Depois fez menção de querer dizer algo mais e dirigiu à prima uma inesperada e sofrida pergunta: "Sabes rezar o Pai Nosso?" A prima não sabia e, reprimindo qualquer sinal de surpresa, respondeu: "Marianinha, sabes que não sou crente. E tu também não és..." (como quem diz: "o que é que te deu?").

Foi então que Maria Ana formulou uma pergunta ainda mais estranha: "Achas que eu devia oferecer um fio de ouro à Santa Rita?". Desta vez a prima sobressaltou-se: "O quê, Marianinha? Um fio de ouro? Sabes bem que ia logo direitinho para o padre. Olha, se queres dar alguma coisa dá uma vela que faz o mesmo efeito. Mas agora um fio de ouro, nem pensar. Não vais fazer essa asneira".

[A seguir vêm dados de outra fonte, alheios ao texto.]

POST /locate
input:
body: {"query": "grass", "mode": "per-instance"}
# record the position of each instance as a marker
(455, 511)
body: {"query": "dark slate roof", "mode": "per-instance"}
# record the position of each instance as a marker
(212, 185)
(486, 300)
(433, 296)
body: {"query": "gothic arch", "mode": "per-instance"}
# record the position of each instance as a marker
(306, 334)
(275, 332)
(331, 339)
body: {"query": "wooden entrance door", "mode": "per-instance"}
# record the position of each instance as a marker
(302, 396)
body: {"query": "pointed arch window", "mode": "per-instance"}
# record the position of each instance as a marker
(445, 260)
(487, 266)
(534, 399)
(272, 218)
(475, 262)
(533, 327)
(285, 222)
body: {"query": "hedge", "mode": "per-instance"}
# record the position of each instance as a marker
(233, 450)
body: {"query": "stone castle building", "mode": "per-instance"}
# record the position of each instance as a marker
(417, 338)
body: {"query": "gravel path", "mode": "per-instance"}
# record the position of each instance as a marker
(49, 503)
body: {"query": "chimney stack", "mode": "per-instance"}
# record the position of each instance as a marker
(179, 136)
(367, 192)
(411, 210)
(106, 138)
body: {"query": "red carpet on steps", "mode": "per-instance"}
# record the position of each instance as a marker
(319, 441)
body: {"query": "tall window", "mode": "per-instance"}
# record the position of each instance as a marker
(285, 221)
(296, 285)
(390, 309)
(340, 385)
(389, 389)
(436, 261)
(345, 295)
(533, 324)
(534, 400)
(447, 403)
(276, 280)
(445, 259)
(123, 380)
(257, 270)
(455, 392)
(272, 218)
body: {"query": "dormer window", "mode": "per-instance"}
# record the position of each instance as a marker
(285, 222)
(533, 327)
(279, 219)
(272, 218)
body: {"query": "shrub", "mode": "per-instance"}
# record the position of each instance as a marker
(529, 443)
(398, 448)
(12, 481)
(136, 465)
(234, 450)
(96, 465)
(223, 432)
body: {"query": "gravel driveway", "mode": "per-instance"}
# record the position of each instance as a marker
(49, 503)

"Mas tu não achas…" – insistia Maria Ana com teimosia triste, sem conseguir dizer à prima que talvez uma oferenda maior lhe aliviasse aquele tormento e que talvez a Santa Rita… E depois, pensava com angústia, para que precisava ela de um fio de ouro, na hora de morrer? O que era um fio de ouro no meio de tanto dinheiro inútil no banco que agora, mais do que nunca, não lhe serviria para nada?

"Não, nem penses. Ia logo para a padralhada." – respondeu a prima, certa de lhe ter dado a volta e satisfeita por ter trocado o destino daquele fio de ouro.